Writing in the Sunday Times, the Home Secretary puzzlingly suggested the borderless Schengen zone was responsible for the deaths of Syrian refugees.
And she indicated that foreign students would be kicked out immediately after their courses end unless they secured top jobs.
Ms May said: “When it was first enshrined, free movement meant the freedom to move to a job, not the freedom to cross borders to look for work or claim benefits.
“Yet last year, four out of 10 EU migrants, 63,000 people, came here with no definite job whatsoever.
“This is a wake-up call for the EU. Its leaders must consider the consequences of uncontrolled migration — on wages, jobs and social cohesion of the destination nations, on the economies and societies of the rest and on the lives and welfare of those who seek to come here.”
But Campaign Against Euro-Federalism secretary John Boyd said Ms May was “mixing up” refugees fleeing from wartorn countries with the free movement of European labour.
“People are fleeing from north Africa and the Middle East because of the interference of the EU and other forces blasting Libya to pieces and not opposing Isis properly,” he said.
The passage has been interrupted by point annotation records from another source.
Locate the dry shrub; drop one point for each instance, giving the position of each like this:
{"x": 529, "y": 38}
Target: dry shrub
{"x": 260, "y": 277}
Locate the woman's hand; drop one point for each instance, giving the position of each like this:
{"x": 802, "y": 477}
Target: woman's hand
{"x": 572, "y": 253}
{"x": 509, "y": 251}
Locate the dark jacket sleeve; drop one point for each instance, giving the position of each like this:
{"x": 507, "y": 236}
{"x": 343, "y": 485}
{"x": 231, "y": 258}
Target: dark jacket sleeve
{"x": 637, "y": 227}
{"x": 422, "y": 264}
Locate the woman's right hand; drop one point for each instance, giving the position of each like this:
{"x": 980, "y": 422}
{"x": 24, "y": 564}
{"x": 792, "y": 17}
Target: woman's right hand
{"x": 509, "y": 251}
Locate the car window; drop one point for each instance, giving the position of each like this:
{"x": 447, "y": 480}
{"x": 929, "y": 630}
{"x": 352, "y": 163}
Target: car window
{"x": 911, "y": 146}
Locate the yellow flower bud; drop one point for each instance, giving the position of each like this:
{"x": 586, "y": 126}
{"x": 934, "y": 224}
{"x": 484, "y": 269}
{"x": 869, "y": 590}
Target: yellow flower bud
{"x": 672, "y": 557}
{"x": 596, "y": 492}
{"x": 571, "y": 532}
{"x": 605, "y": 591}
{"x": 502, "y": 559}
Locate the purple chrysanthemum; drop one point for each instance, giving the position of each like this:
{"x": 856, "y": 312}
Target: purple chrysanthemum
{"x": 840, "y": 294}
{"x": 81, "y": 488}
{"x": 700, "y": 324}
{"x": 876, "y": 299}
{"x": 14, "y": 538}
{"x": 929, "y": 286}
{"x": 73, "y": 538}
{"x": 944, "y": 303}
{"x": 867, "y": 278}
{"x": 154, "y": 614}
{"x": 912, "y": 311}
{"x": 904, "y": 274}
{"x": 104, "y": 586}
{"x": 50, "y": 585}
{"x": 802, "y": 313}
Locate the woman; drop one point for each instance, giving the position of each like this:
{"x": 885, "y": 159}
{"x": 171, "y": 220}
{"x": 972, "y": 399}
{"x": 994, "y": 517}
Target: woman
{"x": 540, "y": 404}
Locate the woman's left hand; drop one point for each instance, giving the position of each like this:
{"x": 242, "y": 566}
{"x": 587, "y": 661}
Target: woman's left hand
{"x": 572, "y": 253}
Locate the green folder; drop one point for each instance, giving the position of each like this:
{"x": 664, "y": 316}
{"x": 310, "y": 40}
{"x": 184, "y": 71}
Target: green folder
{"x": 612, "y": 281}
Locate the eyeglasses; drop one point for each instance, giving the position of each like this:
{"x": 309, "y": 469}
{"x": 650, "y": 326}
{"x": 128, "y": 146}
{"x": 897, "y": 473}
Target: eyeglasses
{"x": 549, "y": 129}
“The EU has to deal with mass migration in a humane manner. But the movement of labour is the result of the common market, which is the free movement of capital, services, goods and labour.”
Ms May also came under attack from CBI director-general John Cridland, who said the “vast majority” of migrants entering Britain were of benefit to the economy.
“Our hospitals and care homes couldn’t function without overseas workers,” he said.
“Building sites that we need to deliver more homes and big infrastructure projects would also stall [if free movement was restricted], for example.”
But the bosses’ boss also suggested the system must be geared to exclude “the minority who do not contribute.”